El grupo estaba formado por Ismail, dos mulas y yo. Aziz se había quedado en el valle de Alamut, en su aldea, retenido por la enfermedad de su hijo pequeño, y cuando por fin le llegó mi mensaje, después de haber permanecido una semana impacientándome en Qazvin, se apresuró a enviar sus mulas, que disfrutaban de sus vacaciones anuales de pasto en algún lugar de las colinas a una jornada de viaje, a través de su criado Ismail. Ismail parecía un convicto: tenía la cabeza aplastada por detrás y los brazos y piernas parecían mantenerse juntos por pura casualidad. Sus ropas habían sufrido alguna clase de estropicio: las mangas de la túnica le empezaban a mitad del brazo y terminaban mucho antes de la muñeca; sus anchos pantalones de algodón azules estaban suspendidos mediante algún método inadecuado que exigía que constantemente se los estuviera subiendo; y llevaba unas seis correas y bolsas diferentes en las que se alojaban por separado su amuleto, su dinero, su cuchillo, una aguja de buhonero y otros objetos. Además, lucían una estropeada gorra con visera y mis prismáticos, que llevaba colgados de través con aire desenvuelto, ofrecían un último toque incongruente de turista. Era terriblemente estúpido. Su comida diaria, que consistía en un queso rancio que llevaba envuelto en una piel de cabra y colgado al cuello, hacía que estar cerca de él resultara una dura prueba.
--Quedad en las manos de Dios –dijo el camarero del Grand Hotel cuando nos marchamos de Qazvin; y cuando partía hacia las colinas con la única compañía de Ismail, sentí que semejante deseo piadoso era necesario.

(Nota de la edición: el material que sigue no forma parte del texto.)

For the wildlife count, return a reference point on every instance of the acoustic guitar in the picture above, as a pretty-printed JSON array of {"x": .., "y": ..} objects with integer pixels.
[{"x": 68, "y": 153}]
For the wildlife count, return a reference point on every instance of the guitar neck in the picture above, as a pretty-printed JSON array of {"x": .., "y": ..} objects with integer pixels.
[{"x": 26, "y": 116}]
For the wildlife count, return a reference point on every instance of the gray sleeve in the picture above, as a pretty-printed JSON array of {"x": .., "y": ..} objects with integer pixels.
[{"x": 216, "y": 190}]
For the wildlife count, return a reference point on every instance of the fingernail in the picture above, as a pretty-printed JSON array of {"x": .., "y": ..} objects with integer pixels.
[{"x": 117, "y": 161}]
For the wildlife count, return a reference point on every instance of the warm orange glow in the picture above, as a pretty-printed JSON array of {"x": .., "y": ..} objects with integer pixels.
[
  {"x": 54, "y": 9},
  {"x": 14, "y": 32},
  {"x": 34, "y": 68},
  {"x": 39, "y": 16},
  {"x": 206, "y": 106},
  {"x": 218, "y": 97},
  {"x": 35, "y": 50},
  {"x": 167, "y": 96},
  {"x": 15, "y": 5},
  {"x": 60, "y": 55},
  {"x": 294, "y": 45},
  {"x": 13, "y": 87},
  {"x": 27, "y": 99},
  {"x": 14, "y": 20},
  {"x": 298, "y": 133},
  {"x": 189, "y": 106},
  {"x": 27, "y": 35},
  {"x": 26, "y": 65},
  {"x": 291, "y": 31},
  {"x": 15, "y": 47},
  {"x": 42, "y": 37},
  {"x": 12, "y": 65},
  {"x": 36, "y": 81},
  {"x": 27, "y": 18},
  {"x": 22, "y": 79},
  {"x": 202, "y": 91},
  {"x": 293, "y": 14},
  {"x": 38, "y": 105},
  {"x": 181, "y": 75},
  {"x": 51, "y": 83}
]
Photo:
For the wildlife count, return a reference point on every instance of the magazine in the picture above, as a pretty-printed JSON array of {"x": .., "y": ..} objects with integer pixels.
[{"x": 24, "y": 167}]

En Rashtegan tuvimos problemas porque la parcela de hierba bajo los árboles donde me senté era la única de la aldea y demasiado preciosa para que las mulas se la comieran. Ismail tuvo que atarlas un poco más lejos, mientras una mujer que había discutido el asunto con voz estridente de pronto se volvió afable y, sentándose en cuclillas con el samovar, se dispuso a ofrecerme té y huevos. Tenía un rostro de expresión viva, los ojos brillantes, y una alegría aparentemente explicada por la inexistencia de un marido.”


Freya Stark. Los Valles de los Asesinos. Ediciones Península.